Farm legislation usually has enough incentives to satisfy everyone across the partisan divide in Congress. Not this year.
The Republican version set for a House vote on Friday contains so many unpalatable provisions that lawmakers from both parties are racing to dramatically rework the $867 billion bill to keep it from going down in defeat.
Democrats are seeking to undo work requirements for food stamp recipients, while some Republicans are trying to revamp sugar policies at the urging of trade groups representing Coca-Cola Co., Kellogg Co. and other sweetener users. Fiscal conservatives plan to seek cuts in subsidies for government-backed crop insurers and limits in payments to wealthier farmers.
They’re all attempts to make the measure more acceptable to various factions in the House as lawmakers consider the five-year reauthorization of all Agriculture Department programs.
The reauthorization has historically passed Congress by wide margins, given the popularity of farm subsidies in rural areas and the Supplemental Nutrition Assistance Program, more commonly known as food stamps, in urban ones. Its path has become more complicated with the rise of lawmakers who base their appeal on criticizing government spending.
At least some of the more than 100 proposed amendments may need to become part of the bill to attract the 218 Republican votes it needs to pass the House, given that Democrats likely will unite against it should the food-stamp work requirements remain intact.
Still, many of the amendments would complicate passage in the Senate, where the GOP has a narrow 51-49 majority and there’s less appetite for new food-stamp rules.
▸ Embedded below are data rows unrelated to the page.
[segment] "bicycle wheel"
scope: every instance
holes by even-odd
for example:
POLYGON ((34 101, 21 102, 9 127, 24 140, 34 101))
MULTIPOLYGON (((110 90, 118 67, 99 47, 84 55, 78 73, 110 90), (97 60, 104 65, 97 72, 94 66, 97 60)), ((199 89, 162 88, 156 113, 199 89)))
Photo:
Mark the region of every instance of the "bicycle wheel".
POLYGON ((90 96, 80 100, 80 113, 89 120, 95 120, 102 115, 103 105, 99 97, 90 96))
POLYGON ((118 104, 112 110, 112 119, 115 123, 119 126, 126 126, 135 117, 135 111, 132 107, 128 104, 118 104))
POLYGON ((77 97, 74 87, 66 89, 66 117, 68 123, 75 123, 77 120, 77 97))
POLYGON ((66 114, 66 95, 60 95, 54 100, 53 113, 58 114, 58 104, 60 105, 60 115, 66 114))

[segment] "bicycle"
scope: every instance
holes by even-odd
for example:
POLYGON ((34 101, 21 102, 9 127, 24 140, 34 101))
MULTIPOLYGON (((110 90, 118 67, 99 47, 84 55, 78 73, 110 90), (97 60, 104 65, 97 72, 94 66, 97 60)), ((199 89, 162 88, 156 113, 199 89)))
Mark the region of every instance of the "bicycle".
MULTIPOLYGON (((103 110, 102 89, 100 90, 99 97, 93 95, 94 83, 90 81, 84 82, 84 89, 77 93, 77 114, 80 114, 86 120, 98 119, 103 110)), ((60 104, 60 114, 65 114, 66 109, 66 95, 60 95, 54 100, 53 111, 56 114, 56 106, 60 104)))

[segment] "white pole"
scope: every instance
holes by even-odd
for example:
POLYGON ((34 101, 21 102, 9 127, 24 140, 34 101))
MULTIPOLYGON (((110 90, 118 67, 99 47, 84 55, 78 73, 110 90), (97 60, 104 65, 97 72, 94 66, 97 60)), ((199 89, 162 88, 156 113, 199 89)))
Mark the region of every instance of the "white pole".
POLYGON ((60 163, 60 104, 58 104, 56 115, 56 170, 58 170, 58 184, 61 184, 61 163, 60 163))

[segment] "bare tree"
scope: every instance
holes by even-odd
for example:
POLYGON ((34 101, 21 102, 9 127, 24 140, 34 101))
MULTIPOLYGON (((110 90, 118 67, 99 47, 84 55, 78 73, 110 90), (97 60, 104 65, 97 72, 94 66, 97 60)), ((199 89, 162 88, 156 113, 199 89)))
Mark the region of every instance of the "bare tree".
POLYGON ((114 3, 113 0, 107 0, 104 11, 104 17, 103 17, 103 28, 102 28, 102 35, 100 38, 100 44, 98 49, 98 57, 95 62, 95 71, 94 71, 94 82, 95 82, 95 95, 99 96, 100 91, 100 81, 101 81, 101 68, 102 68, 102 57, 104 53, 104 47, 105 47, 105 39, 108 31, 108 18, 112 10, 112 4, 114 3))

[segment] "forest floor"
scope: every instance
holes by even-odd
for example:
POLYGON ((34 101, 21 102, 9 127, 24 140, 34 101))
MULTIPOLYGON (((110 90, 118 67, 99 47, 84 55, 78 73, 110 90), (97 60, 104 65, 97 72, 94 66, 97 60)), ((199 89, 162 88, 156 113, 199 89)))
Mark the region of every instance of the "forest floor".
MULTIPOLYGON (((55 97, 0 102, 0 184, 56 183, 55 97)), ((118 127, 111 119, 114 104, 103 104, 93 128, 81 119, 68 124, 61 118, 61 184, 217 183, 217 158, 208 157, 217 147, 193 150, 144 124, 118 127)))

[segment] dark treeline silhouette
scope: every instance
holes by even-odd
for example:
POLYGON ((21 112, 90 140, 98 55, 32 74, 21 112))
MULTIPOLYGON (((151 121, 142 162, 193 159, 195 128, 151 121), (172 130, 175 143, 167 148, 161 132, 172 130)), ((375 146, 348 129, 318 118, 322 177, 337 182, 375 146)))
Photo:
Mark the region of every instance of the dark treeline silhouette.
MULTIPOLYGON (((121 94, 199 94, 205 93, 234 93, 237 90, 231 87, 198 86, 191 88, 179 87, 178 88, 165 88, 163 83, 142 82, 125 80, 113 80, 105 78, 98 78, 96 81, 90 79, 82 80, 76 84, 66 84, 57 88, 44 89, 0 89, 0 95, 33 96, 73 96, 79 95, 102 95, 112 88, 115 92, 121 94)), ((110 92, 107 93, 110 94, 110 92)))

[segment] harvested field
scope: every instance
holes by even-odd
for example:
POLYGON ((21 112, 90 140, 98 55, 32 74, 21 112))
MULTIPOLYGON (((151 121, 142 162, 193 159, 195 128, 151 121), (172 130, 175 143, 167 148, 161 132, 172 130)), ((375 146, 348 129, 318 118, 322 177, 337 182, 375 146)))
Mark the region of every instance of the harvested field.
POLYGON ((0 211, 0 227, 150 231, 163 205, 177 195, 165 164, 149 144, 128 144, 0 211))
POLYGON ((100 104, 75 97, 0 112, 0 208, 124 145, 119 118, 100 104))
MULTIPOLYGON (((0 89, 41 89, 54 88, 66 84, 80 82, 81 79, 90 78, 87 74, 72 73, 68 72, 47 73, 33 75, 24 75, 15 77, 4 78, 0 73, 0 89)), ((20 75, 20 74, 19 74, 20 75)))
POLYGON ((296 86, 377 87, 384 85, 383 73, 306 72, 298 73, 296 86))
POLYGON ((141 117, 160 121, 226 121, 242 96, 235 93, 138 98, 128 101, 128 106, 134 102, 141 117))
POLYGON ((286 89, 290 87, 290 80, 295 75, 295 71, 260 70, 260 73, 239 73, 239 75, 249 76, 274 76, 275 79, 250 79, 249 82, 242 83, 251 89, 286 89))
The Trump administration has said it wants the legislation to include such requirements. The competing demands may lead Congress to extend current rules past their Sept. 30 expiration.
“A Republican-only farm bill needs to make significant changes to the bill to get votes,” said Josh Sewell, senior policy analyst for Taxpayers for Common Sense in Washington, a critic of government subsidies. “There is significant appetite for reform to both the farm safety net and the nutrition sides of the bill.”
The last farm bill, approved in 2014, was delayed for a year and a half after a rebellion among Tea Party Republicans caused a plan drafted by the House Agriculture Committee to fail on the House floor.
That legislation was split into separate farm-subsidy and food-stamp plans that made cuts to both. But the farm bill was sewn back together in conference with the Senate, and many of the touted budget cuts were simply evaded, frustrating conservatives who failed to tame the massive bill.
This time, some lawmakers are hoping amendments will cut spending more than the mostly rural lawmakers on the House Agriculture Committee would want.
They include: reducing federal subsidies for crop-insurance premiums; cutting a government-subsidized profit margin for crop insurers; limiting which items can be purchased with food-stamp benefits; and scaling back an initiative that automatically qualifies many federal welfare recipients for food stamps.
The amendments pit the agriculture panel’s chairman, Representative Michael Conaway of Texas, against proponents of cutting federal spending, including the chairman of the conservative House Freedom Caucus, Republican Representative Mark Meadows of North Carolina, and Virginia Foxx, a North Carolina Republican.
‘Strengthen’ the Bill
“We’re hopeful to get some amendments put forth that strengthen the farm bill,” Meadows said last week. “If it does, then I think you’ll find a number of Republicans willing to come on board” who might otherwise vote it down, he said.
Conaway is asking the House Rules Committee, which meets Tuesday, to limit amendments only to those offered by supporters of the bill.
“There are certain issues eligible for amendments that could be a problem,” he told reporters Thursday. Among bill holdouts, “I’ve got certain names that I’m working to try to get there,” to support the plan, he said.
Any plan that passes the House must be reconciled with a Senate version. Pat Roberts of Kansas, chairman of the Senate Agriculture Committee, said he plans to craft his own bill that’s designed to appeal to both parties because bipartisan support will be needed for a measure to win approval in his chamber.